Kardos & Coutts 2014 FamCA 1985
The case involved a child aged 9 years who had been on a shared care arrangement for four years. The mother was aged 18 years when the child was born, and the father left her to raise the child with the support of her family for the first three years of the child’s life (young parent). Later the father withheld the child from the mother after the mother re-partnered and the father was concerned that the mother’s new partner over-disciplined the child. The child told the mother that the mother told lies and that only the father told the truth, and that the mother had hidden the child from the father for the first part of his life until the mother needed help from the father (coached).
The family assessor considered the child to be anxious and burdened. The child appeared fully conversant with adult disputes and was aligned with the father’s worries on topics such as getting help for the mother so that she would not be so angry anymore. The child reported that the mother gets angry “if we don’t feel the same way she does – what she wants us to feel.” The assessor predicted that the child was very likely to develop feelings of entitlement and to view himself unrealistically as a victim in other relationships. The assessor reported that the child’s complaints about being smacked and even hit by his mother were unsubstantiated allegations, and that the child was beginning to believe that the world had dealt him a bad hand and that his focus was moving towards unfairness to himself, seeing himself as a victim of his mother’s behaviour.

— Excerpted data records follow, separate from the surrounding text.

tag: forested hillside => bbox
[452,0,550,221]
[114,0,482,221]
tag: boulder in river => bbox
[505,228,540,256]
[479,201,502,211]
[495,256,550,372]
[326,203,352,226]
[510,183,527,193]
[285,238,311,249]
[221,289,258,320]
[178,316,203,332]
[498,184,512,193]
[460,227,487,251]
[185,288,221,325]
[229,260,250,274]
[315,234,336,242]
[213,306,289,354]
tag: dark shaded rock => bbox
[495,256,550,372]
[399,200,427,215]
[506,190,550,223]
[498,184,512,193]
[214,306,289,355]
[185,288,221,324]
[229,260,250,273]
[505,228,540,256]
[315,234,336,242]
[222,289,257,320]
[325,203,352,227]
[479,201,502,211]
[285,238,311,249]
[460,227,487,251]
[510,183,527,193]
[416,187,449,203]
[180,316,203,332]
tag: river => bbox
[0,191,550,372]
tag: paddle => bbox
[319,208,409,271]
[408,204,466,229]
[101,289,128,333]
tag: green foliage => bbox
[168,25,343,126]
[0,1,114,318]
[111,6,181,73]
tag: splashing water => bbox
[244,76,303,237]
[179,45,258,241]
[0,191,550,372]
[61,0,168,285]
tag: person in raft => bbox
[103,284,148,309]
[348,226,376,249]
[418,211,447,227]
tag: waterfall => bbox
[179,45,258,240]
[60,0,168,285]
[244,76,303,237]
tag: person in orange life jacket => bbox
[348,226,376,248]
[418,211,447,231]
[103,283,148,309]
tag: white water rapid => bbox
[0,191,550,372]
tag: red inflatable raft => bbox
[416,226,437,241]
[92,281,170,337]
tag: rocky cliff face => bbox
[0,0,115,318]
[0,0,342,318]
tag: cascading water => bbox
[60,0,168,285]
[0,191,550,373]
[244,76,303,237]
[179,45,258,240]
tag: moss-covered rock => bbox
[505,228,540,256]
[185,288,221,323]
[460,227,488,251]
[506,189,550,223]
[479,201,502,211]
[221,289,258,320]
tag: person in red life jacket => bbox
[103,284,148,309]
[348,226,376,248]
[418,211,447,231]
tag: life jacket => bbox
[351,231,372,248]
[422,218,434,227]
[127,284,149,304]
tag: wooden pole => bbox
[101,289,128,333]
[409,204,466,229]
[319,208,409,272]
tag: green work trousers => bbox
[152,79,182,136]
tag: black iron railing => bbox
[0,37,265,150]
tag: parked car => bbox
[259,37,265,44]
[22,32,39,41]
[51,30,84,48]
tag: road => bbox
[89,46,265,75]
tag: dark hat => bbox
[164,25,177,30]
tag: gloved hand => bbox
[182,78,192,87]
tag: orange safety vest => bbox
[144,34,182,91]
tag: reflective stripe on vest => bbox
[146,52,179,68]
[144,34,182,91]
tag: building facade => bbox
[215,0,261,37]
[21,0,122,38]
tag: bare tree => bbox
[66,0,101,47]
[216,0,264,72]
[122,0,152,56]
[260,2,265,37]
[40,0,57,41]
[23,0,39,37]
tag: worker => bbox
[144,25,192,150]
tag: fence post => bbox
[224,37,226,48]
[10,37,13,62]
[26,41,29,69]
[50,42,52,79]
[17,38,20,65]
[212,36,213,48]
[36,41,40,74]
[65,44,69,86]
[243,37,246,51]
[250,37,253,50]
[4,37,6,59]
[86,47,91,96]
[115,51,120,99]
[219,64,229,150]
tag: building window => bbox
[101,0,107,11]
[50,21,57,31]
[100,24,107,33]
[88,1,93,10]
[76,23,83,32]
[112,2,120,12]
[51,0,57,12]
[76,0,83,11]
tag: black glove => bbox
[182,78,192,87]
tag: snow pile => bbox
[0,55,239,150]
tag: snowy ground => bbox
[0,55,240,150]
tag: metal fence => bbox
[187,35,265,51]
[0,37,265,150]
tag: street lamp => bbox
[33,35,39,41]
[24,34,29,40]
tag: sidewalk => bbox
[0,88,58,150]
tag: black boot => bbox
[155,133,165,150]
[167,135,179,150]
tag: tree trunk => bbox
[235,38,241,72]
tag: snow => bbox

A family report concluded that the father was highly emotionally dependant on the child, and that the child was enmeshed with the father (parenting style emotional).

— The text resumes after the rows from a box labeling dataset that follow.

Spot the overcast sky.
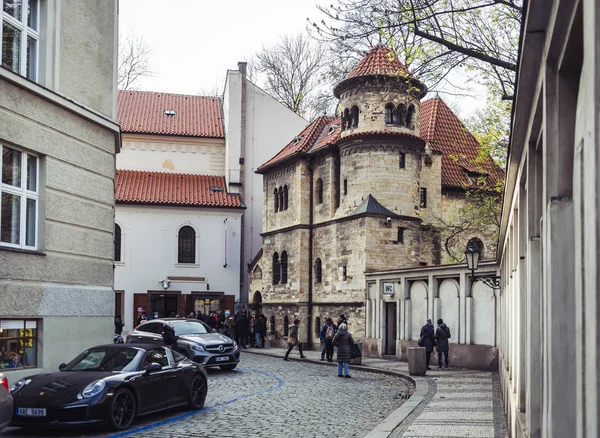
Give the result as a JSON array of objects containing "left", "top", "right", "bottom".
[{"left": 119, "top": 0, "right": 484, "bottom": 116}]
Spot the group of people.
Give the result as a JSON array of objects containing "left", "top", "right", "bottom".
[
  {"left": 283, "top": 315, "right": 354, "bottom": 378},
  {"left": 419, "top": 318, "right": 450, "bottom": 370}
]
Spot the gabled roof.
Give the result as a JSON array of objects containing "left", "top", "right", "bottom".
[
  {"left": 349, "top": 193, "right": 397, "bottom": 216},
  {"left": 115, "top": 170, "right": 245, "bottom": 208},
  {"left": 117, "top": 91, "right": 225, "bottom": 138},
  {"left": 420, "top": 98, "right": 504, "bottom": 188}
]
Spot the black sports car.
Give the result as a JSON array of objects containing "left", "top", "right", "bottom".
[{"left": 11, "top": 344, "right": 207, "bottom": 430}]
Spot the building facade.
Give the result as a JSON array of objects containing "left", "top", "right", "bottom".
[
  {"left": 499, "top": 0, "right": 600, "bottom": 438},
  {"left": 0, "top": 0, "right": 120, "bottom": 382},
  {"left": 249, "top": 46, "right": 503, "bottom": 355}
]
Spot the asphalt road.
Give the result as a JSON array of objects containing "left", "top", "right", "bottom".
[{"left": 1, "top": 354, "right": 413, "bottom": 438}]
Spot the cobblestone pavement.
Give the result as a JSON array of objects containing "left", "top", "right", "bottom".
[{"left": 2, "top": 353, "right": 414, "bottom": 438}]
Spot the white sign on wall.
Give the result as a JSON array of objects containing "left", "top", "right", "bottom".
[{"left": 383, "top": 283, "right": 394, "bottom": 295}]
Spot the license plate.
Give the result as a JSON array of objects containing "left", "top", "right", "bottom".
[{"left": 17, "top": 408, "right": 46, "bottom": 417}]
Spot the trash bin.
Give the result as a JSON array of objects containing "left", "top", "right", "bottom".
[
  {"left": 350, "top": 341, "right": 362, "bottom": 365},
  {"left": 408, "top": 347, "right": 427, "bottom": 376}
]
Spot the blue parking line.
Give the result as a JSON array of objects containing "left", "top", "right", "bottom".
[{"left": 109, "top": 368, "right": 285, "bottom": 438}]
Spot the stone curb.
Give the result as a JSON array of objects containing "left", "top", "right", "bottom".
[{"left": 243, "top": 351, "right": 429, "bottom": 438}]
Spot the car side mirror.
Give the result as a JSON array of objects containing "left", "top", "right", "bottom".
[{"left": 144, "top": 362, "right": 162, "bottom": 376}]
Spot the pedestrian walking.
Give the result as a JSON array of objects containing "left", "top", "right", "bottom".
[
  {"left": 332, "top": 322, "right": 354, "bottom": 378},
  {"left": 319, "top": 318, "right": 338, "bottom": 362},
  {"left": 435, "top": 318, "right": 450, "bottom": 370},
  {"left": 419, "top": 319, "right": 435, "bottom": 370},
  {"left": 283, "top": 319, "right": 306, "bottom": 360}
]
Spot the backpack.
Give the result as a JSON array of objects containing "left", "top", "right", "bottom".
[{"left": 325, "top": 325, "right": 335, "bottom": 341}]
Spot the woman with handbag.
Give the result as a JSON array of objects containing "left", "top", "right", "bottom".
[
  {"left": 283, "top": 319, "right": 306, "bottom": 360},
  {"left": 333, "top": 322, "right": 354, "bottom": 378}
]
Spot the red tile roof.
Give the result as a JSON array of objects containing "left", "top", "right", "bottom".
[
  {"left": 115, "top": 170, "right": 244, "bottom": 208},
  {"left": 345, "top": 46, "right": 412, "bottom": 79},
  {"left": 117, "top": 91, "right": 225, "bottom": 138},
  {"left": 258, "top": 98, "right": 504, "bottom": 188},
  {"left": 420, "top": 98, "right": 504, "bottom": 187}
]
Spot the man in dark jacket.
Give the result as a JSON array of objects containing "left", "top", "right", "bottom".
[
  {"left": 435, "top": 318, "right": 450, "bottom": 370},
  {"left": 419, "top": 319, "right": 435, "bottom": 370}
]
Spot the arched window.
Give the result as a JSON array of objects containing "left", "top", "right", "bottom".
[
  {"left": 315, "top": 259, "right": 323, "bottom": 283},
  {"left": 279, "top": 186, "right": 284, "bottom": 211},
  {"left": 315, "top": 178, "right": 323, "bottom": 205},
  {"left": 385, "top": 103, "right": 394, "bottom": 125},
  {"left": 273, "top": 253, "right": 280, "bottom": 284},
  {"left": 281, "top": 251, "right": 287, "bottom": 284},
  {"left": 342, "top": 108, "right": 352, "bottom": 129},
  {"left": 406, "top": 104, "right": 415, "bottom": 129},
  {"left": 352, "top": 105, "right": 358, "bottom": 128},
  {"left": 177, "top": 226, "right": 196, "bottom": 263},
  {"left": 115, "top": 224, "right": 121, "bottom": 262},
  {"left": 394, "top": 104, "right": 406, "bottom": 126}
]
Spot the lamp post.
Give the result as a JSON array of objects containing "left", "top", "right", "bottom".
[{"left": 465, "top": 237, "right": 500, "bottom": 289}]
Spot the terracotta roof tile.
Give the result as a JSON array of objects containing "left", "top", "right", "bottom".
[
  {"left": 115, "top": 170, "right": 243, "bottom": 207},
  {"left": 117, "top": 91, "right": 225, "bottom": 138},
  {"left": 420, "top": 98, "right": 504, "bottom": 187}
]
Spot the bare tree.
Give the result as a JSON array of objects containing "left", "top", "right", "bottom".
[
  {"left": 117, "top": 35, "right": 153, "bottom": 90},
  {"left": 255, "top": 35, "right": 326, "bottom": 118},
  {"left": 309, "top": 0, "right": 522, "bottom": 98}
]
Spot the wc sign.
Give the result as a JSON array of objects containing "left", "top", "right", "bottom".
[{"left": 383, "top": 283, "right": 394, "bottom": 295}]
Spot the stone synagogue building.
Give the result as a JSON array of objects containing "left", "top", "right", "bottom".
[{"left": 249, "top": 46, "right": 504, "bottom": 346}]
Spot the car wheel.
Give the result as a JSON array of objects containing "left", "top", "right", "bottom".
[
  {"left": 190, "top": 375, "right": 208, "bottom": 411},
  {"left": 109, "top": 388, "right": 136, "bottom": 430},
  {"left": 219, "top": 363, "right": 237, "bottom": 371}
]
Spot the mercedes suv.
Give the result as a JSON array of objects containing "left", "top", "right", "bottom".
[{"left": 127, "top": 318, "right": 240, "bottom": 371}]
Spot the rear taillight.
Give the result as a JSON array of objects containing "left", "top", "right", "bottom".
[{"left": 0, "top": 377, "right": 10, "bottom": 392}]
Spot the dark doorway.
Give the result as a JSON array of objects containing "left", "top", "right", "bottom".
[
  {"left": 384, "top": 302, "right": 397, "bottom": 356},
  {"left": 148, "top": 292, "right": 179, "bottom": 318}
]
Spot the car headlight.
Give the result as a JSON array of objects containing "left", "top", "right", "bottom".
[
  {"left": 10, "top": 379, "right": 31, "bottom": 393},
  {"left": 81, "top": 380, "right": 106, "bottom": 398}
]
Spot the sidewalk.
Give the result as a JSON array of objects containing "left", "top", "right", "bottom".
[{"left": 242, "top": 348, "right": 508, "bottom": 438}]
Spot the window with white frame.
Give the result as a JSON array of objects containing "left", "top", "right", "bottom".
[
  {"left": 0, "top": 0, "right": 40, "bottom": 81},
  {"left": 0, "top": 145, "right": 39, "bottom": 249}
]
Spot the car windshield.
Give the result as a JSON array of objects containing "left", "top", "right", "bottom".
[
  {"left": 171, "top": 321, "right": 212, "bottom": 335},
  {"left": 62, "top": 347, "right": 143, "bottom": 372}
]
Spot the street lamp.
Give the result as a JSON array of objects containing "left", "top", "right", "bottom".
[{"left": 465, "top": 237, "right": 500, "bottom": 289}]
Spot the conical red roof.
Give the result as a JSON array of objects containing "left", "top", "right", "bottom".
[{"left": 345, "top": 46, "right": 412, "bottom": 79}]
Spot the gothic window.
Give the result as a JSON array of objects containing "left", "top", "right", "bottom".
[
  {"left": 400, "top": 152, "right": 406, "bottom": 169},
  {"left": 281, "top": 251, "right": 287, "bottom": 284},
  {"left": 385, "top": 103, "right": 394, "bottom": 125},
  {"left": 315, "top": 178, "right": 323, "bottom": 204},
  {"left": 351, "top": 105, "right": 358, "bottom": 128},
  {"left": 419, "top": 187, "right": 427, "bottom": 208},
  {"left": 315, "top": 259, "right": 323, "bottom": 283},
  {"left": 394, "top": 104, "right": 406, "bottom": 126},
  {"left": 273, "top": 253, "right": 280, "bottom": 284},
  {"left": 177, "top": 226, "right": 196, "bottom": 263},
  {"left": 406, "top": 104, "right": 415, "bottom": 129},
  {"left": 115, "top": 224, "right": 121, "bottom": 262}
]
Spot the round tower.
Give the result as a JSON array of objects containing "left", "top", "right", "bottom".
[{"left": 334, "top": 46, "right": 427, "bottom": 216}]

The judge found that the father was passive and gave hints and tried to avoid conflict when communicating with the mother who was upfront (personality submissive). The child suffered from trying to reconcile the two parents (please both parents).
The judge found that the father had unintentionally emotionally abused the child by being dependent on the child to meet his own needs (parental dependence), by over-involving the child in adult concerns and by providing the child with information critical of the mother and then using the child to convey that information to the mother rather than speaking directly to the mother (parenting style undermining, pass messages, communication poor).

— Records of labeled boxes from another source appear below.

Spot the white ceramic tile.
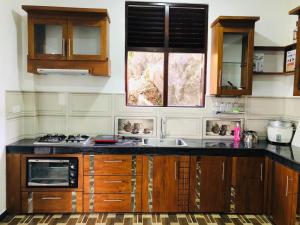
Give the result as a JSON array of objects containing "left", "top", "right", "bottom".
[
  {"left": 36, "top": 92, "right": 67, "bottom": 115},
  {"left": 68, "top": 117, "right": 114, "bottom": 135},
  {"left": 23, "top": 117, "right": 38, "bottom": 138},
  {"left": 285, "top": 98, "right": 300, "bottom": 119},
  {"left": 245, "top": 119, "right": 270, "bottom": 137},
  {"left": 37, "top": 116, "right": 66, "bottom": 134},
  {"left": 69, "top": 93, "right": 112, "bottom": 116},
  {"left": 5, "top": 91, "right": 24, "bottom": 118},
  {"left": 165, "top": 117, "right": 202, "bottom": 138},
  {"left": 23, "top": 92, "right": 36, "bottom": 116},
  {"left": 246, "top": 97, "right": 285, "bottom": 116},
  {"left": 6, "top": 117, "right": 24, "bottom": 144}
]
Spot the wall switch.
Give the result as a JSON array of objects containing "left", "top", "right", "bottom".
[{"left": 12, "top": 105, "right": 21, "bottom": 113}]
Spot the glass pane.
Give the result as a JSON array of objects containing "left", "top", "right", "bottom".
[
  {"left": 73, "top": 26, "right": 101, "bottom": 55},
  {"left": 222, "top": 33, "right": 248, "bottom": 89},
  {"left": 34, "top": 24, "right": 63, "bottom": 55},
  {"left": 168, "top": 53, "right": 205, "bottom": 106},
  {"left": 127, "top": 51, "right": 164, "bottom": 106}
]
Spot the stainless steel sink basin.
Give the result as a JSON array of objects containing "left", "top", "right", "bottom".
[{"left": 142, "top": 138, "right": 188, "bottom": 147}]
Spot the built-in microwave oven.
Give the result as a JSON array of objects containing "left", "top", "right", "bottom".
[{"left": 26, "top": 157, "right": 78, "bottom": 188}]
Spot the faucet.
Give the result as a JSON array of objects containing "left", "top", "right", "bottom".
[{"left": 160, "top": 117, "right": 166, "bottom": 139}]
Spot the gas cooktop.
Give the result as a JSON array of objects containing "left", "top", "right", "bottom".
[{"left": 33, "top": 134, "right": 91, "bottom": 146}]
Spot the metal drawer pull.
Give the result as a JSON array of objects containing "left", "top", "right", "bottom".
[
  {"left": 42, "top": 197, "right": 62, "bottom": 200},
  {"left": 103, "top": 199, "right": 123, "bottom": 202},
  {"left": 260, "top": 163, "right": 263, "bottom": 181},
  {"left": 103, "top": 160, "right": 124, "bottom": 163},
  {"left": 103, "top": 180, "right": 123, "bottom": 184}
]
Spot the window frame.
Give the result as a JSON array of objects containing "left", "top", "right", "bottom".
[{"left": 125, "top": 1, "right": 209, "bottom": 108}]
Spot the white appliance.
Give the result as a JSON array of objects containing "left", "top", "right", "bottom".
[
  {"left": 267, "top": 120, "right": 294, "bottom": 144},
  {"left": 292, "top": 120, "right": 300, "bottom": 147}
]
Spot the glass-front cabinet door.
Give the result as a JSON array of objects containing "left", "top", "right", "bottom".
[
  {"left": 220, "top": 28, "right": 253, "bottom": 95},
  {"left": 68, "top": 20, "right": 107, "bottom": 60},
  {"left": 28, "top": 19, "right": 67, "bottom": 60}
]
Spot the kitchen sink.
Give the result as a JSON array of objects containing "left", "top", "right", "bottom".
[{"left": 142, "top": 138, "right": 188, "bottom": 147}]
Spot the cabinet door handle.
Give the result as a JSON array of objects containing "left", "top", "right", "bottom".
[
  {"left": 41, "top": 197, "right": 62, "bottom": 200},
  {"left": 260, "top": 163, "right": 263, "bottom": 181},
  {"left": 103, "top": 160, "right": 123, "bottom": 163},
  {"left": 103, "top": 180, "right": 123, "bottom": 184},
  {"left": 222, "top": 161, "right": 225, "bottom": 180},
  {"left": 174, "top": 161, "right": 177, "bottom": 180},
  {"left": 103, "top": 199, "right": 123, "bottom": 202}
]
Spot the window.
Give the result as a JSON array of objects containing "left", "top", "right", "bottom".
[{"left": 125, "top": 2, "right": 208, "bottom": 107}]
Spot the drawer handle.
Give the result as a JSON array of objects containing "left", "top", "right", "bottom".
[
  {"left": 103, "top": 160, "right": 124, "bottom": 163},
  {"left": 103, "top": 180, "right": 123, "bottom": 184},
  {"left": 103, "top": 199, "right": 123, "bottom": 202},
  {"left": 42, "top": 197, "right": 62, "bottom": 200}
]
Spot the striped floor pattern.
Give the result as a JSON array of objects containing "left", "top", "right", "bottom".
[{"left": 0, "top": 213, "right": 272, "bottom": 225}]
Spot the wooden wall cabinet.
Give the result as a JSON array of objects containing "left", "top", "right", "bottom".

The judge found that the child’s need to regularly see the father at present outweighed the destructive effects of the father’s actions. The child needed to be relieved of the over-involvement in the parental conflict and the current shared care arrangement should not continue.
The judge ordered that the child live with the mother and spend substantial time with the father. The judge found that the child has suffered from the lack of communication between the parents and that one parent should have authority for the child’s sake, so granted the mother sole parental responsibility.